それでも、まさか一族を巻き込んでいるとは。
あの時の賊は彼女が命令して放ったものだったのだろう。
「あーあ、しくじっちゃったわ、使えない部下に任せずに、私が自分で行けば良かった。
連れ去られるかもしれないなんてお父様から聞いた時は信じられなかったけれど、本当にそうだとしたら、そいつが何処の誰だろうと、美味しい所だけ持っていかれるなんて我慢ならないものね」
マリアは恍惚とした表情でぺろりと舌なめずりをした。
「ずーっとこの時を待っていたのは私たちだもの。
ああ、彼女さえ手に入れれば・・・私たちがセカイの覇者となるわ。この国を手始めに、セカイ中を支配するのよ。
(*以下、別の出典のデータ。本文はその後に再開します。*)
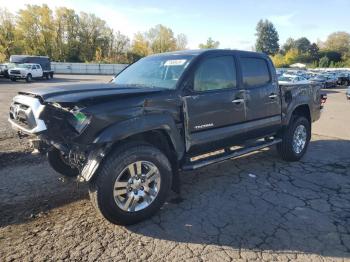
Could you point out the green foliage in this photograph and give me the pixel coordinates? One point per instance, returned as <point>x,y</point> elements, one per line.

今回は失敗してしまったけれど、諦めないわ。せいぜいその時まで、お姫様を守っていて頂戴ね、可愛らしい騎士様?」
「何勝手なことを―――」
俺が剣を持った手に力を入れた時、鈍い音で鐘が鳴り響いた。
無情にもその音は重なって増えていく。
遂に、ごぉん、とひとつ鳴って、余韻を残して消えた。
ああ・・・運命が、崩れ落ち始める。
「ふふ、タイムオーバー、ってところかしらねぇ?」
愉しげな口調で嘯く彼女に、俺はとうとう剣を半身抜いた。
「ふざけるな・・・っ、くっ!?」
身体が脈打ったように感じて、踏み出した足元がぐらりと歪む。